The Democratic Unionist Party should have remembered the words of their forefather, Edward Carson, following the creation of the Irish Free State in 1921: ‘What a fool I was. I was only a puppet, and so was Ulster, and so was Ireland, in the political game that was to get the Conservative Party into power.’

As the fishing industry has already found out, I fear history may apply the words of Carson in many contexts in the years to come.

Such is the economic illiteracy of economic policy that the big immediate ambition of Global Britain is to join the Trans-Pacific Partnership, a free trade agreement on the other side of the world, whilst ignoring the similarly structured and infinitely more strategically important European Free Trade Association on our doorstep consisting of 4 non-EU States and the EU 27.

The Trade and Cooperation Agreement, whilst dealing with the issue of tariff barriers (for as long as the UK complied with EU policy), neglected non-tariff barriers.

Subsequently, some food exporters find themselves paying out far more in bureaucratic costs that the value of the product they are exporting.

The common-sense approach would be to negotiate sector by sector (or even product by product) deals on mutual equivalence on standards and future harmonisation protocols to remove non-tariff barriers. I have tabled a parliamentary motion to this effect which has gained the support of the DUP. This is significant considering our diametrically opposed positions on the European question.

However, as the last few years have so painfully demonstrated, the political interests of the Conservative party will forever trump the economic interests of the people of the British State.

The Tories know they have hit on a winning political formula and it’s somewhat fanciful to think that the Tory ERG obsessives are going to find another project to entertain themselves.

Expect years of Euro bashing as reality bites.
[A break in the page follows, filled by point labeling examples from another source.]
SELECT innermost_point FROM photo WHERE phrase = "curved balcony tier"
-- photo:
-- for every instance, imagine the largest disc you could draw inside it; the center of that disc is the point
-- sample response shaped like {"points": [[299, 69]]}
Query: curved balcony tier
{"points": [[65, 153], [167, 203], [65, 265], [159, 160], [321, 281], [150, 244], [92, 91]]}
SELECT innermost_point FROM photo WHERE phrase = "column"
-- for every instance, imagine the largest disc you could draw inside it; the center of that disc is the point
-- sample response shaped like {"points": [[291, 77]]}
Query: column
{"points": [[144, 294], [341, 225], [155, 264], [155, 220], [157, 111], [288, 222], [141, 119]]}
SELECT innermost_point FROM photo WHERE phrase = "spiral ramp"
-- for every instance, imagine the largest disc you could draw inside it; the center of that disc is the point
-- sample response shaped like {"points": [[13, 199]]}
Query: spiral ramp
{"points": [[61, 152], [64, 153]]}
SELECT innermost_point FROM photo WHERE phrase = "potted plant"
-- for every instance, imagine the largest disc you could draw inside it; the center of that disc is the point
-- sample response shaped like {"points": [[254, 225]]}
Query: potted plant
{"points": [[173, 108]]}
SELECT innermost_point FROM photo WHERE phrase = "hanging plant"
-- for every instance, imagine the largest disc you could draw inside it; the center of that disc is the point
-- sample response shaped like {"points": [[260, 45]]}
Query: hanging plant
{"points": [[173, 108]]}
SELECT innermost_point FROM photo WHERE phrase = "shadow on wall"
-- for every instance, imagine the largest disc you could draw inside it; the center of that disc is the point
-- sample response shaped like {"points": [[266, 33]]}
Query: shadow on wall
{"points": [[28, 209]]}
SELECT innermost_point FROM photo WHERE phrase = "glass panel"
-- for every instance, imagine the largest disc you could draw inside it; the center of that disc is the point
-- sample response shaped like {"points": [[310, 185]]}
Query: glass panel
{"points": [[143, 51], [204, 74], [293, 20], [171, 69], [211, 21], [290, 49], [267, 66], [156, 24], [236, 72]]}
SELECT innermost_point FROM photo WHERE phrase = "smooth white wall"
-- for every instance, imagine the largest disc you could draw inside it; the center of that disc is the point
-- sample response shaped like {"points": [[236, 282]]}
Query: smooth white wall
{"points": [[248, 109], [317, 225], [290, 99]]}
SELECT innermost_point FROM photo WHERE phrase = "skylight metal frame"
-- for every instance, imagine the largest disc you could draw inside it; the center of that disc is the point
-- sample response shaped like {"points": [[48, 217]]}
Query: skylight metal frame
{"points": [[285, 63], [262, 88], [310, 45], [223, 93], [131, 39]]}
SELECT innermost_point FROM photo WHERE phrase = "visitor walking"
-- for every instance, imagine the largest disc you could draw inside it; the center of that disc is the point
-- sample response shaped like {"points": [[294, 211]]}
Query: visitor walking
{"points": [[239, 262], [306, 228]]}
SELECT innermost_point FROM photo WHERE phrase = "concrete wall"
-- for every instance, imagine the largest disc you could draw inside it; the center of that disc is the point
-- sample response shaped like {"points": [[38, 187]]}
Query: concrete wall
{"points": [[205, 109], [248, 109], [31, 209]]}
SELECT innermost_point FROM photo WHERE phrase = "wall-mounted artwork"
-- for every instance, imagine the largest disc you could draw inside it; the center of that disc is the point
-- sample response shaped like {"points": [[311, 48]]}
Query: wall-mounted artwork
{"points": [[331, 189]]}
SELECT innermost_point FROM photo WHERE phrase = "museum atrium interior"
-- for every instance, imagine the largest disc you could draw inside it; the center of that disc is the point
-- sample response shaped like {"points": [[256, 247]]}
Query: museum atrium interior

Labour has decided to concede ground in the Euro culture war and therefore a debased political culture will dominate Westminster. This is by far the biggest cost of Brexit.

Peter Oborne’s book ‘The Assault on Truth’ eloquently portrays how in the new politics dominating Westminster, common standards on factual accuracy has disappeared from UK politics.

Our democratic rights have been stolen.

The question for us in Wales, will we be bold enough to take them back as we forge our own path to independence?